700 sheep move to their summer residence on Hauser Kaibling
“Almauftrieb” – Spring Sheep Drive
Since 2008, the Alpine Lamb Project has been running on the Hauser Kaibling. Every year, about 900 sheep spend the summer on the Hauser Kaibling. This year, for the first time, a woman, shepherdess Svenia Paul, a 27-year-old agricultural scientist, took over the flock of about 900 sheep.
Sheperdess Svenia Paul
The 27-year-old Svenia Paul is the only trained shepherdess to practice this profession in Austria’s mountains. With the Almauftrieb – Spring Sheep Drive – up to the Hauser Kaibling on 2nd June 2015, she took on a flock of about 900 sheep. The animals graze in the course of the Alpine Lamb Project the Alpine pastures and areas used for ski runs in winter. This EU-LEADER project is valuable both for the agriculture and tourism industries. Up to the Hauser Kaibling during summer , the Tauern-Gondola lift brings visitors, who might meet, if they are lucky, the shepherdess and her flock.

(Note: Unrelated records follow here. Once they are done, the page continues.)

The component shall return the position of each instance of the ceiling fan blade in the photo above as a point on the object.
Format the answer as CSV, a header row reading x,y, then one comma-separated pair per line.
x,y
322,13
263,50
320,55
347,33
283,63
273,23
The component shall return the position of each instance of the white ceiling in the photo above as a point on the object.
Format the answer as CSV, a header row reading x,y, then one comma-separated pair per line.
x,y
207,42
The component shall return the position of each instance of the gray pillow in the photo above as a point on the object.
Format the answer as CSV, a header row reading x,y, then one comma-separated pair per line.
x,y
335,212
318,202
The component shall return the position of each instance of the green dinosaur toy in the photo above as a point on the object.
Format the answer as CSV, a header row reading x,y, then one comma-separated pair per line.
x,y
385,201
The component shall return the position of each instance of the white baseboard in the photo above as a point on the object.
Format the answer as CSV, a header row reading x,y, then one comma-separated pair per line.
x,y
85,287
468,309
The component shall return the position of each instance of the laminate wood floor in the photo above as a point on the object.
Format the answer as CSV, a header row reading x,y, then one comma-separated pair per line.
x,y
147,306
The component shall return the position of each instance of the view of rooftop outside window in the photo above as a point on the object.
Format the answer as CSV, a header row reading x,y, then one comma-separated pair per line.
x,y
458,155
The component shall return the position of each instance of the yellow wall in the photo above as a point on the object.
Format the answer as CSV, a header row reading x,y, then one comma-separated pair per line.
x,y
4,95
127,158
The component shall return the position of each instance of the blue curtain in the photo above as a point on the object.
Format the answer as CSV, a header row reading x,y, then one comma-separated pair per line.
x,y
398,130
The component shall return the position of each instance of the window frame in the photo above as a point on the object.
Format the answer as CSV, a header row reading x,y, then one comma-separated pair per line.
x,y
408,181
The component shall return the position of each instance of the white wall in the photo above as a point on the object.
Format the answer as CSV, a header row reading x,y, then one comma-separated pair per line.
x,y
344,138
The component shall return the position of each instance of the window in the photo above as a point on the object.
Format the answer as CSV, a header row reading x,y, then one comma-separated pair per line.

“Almauftrieb” – Spring Sheep Drive, 2nd June 2015
“I’m curious both about the job and about life with the sheep in the mountains. I’m looking forward to all the new experiences around the corner”, says optimistic Svenia Paul regarding the Alpine summer. The college-graduate agronomist grew up on a German sheep farm and completed her training with shepherd Martin Winz in Halle. Martin Winz was the first Hauser Kaibling shepherd in summer 2008.
Flock maintaining ski runs
The Alpine Lamb Project originally started as EU-LEADER project and developed quickly from there. It links the interests of co-operation partners from various economic backgrounds as well as areas of life. Their main focus is to created a high quality product – Ennstal lamb. At the same time, the Alpine pastures are maintained ecologically because they are prevented from overgrowing, and the biodiversity is sustained. As to ski-run maintenance, the sheep are doing a great job: the flock naturally fertilise the ski-run areas, making them firm for winter. All of this prevents erosion, saves the use of heavy machines, and is good for the environment.
Visitors to the Hauser Kaibling can experience the sheep in several ways. The Tauern-Gondola lift brings guests up to the top (Senderplateau) at an altitude of 1,870 m (ascent is included in the Schladming-Dachstein SummerCard). At top station, the Schafsinn hiking loop starts, offering interesting information about the Alpine Lamb project as well as many adventures for the entire family. The surrounding mountain restaurants look after you with food and drink, also offering regional Alpine lamb produce.
8th Styrian Alpine Lamb Festivity on 26th of July 2015 at the Hauser Kaibling base station.